Figuring that this might be a bad time to rush up and hug them, I did as they suggested, and rather than asking who was holding the 7th gun (not to mention who was now flying the plane), I quickly excused myself. 

“Uh .  .  .  .  my bad.  Sorry, sorry.  Nothing to see here.  Sorry.  I’ll be on my way now.  You gents take care.  Just leaving the cockpit.  Backing up now.  Sorry again for the intrusion.  Bye now.” 

When I had backed out and shut the door, I took a few deep breaths and then went to the lavatory and changed my shorts.  All cleaned up, I took a different tact and approached one of the flight attendants, throwing a question at her and leaving it hanging in the air as tactfully as the smoke from the joint she was smoking. 
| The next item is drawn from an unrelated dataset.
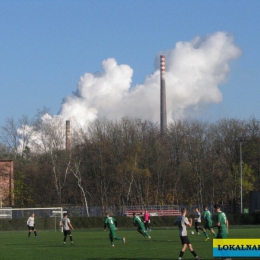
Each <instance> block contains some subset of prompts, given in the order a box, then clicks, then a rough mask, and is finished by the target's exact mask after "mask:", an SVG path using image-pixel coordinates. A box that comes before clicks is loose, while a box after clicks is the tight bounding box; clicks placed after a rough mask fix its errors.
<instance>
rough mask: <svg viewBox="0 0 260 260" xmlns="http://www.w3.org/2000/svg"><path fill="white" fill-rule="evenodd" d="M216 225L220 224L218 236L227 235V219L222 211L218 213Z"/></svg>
mask: <svg viewBox="0 0 260 260" xmlns="http://www.w3.org/2000/svg"><path fill="white" fill-rule="evenodd" d="M218 223H220V226H218V235H227V233H228V230H227V217H226V214H225V213H224V212H222V211H220V212H219V213H218Z"/></svg>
“Hey there, stewardess person,”  I said, “when do we arrive at .  .  .  .  .” 

“The airport?”  She said in all her blondeness, hiding the doob behind her back and waving the smoke away.  “About 20 minutes.” 

Damn.  Snookered me. 

“Yeah, 20 minutes.  That’s gonna be great, just great.  Say, yeah, this airport, um, what is it called again?” 

“That would be AIA,”  she said with a bounce. 

Damn.  Snookered again. 

“Good,”  I said.  “Real nice.  Tell you what, let’s do something crazy and go out on a limb here for a moment and assume that I don’t know what those letters would stand for.  If that were the case – and I know that’s a real stretch – what would be your explanation to me as to what those letters represent?” 

“Why, the first letter in each word of the airport’s name, silly,”  she said giggling. 

“Yeah, thanks, that’s terrific information.  You know, you’ve been just a fountain of knowledge here.  I really appreciate all your time you whacked out reefer smoking heifer bitch.” 

I retook my seat and waited for the plane to land.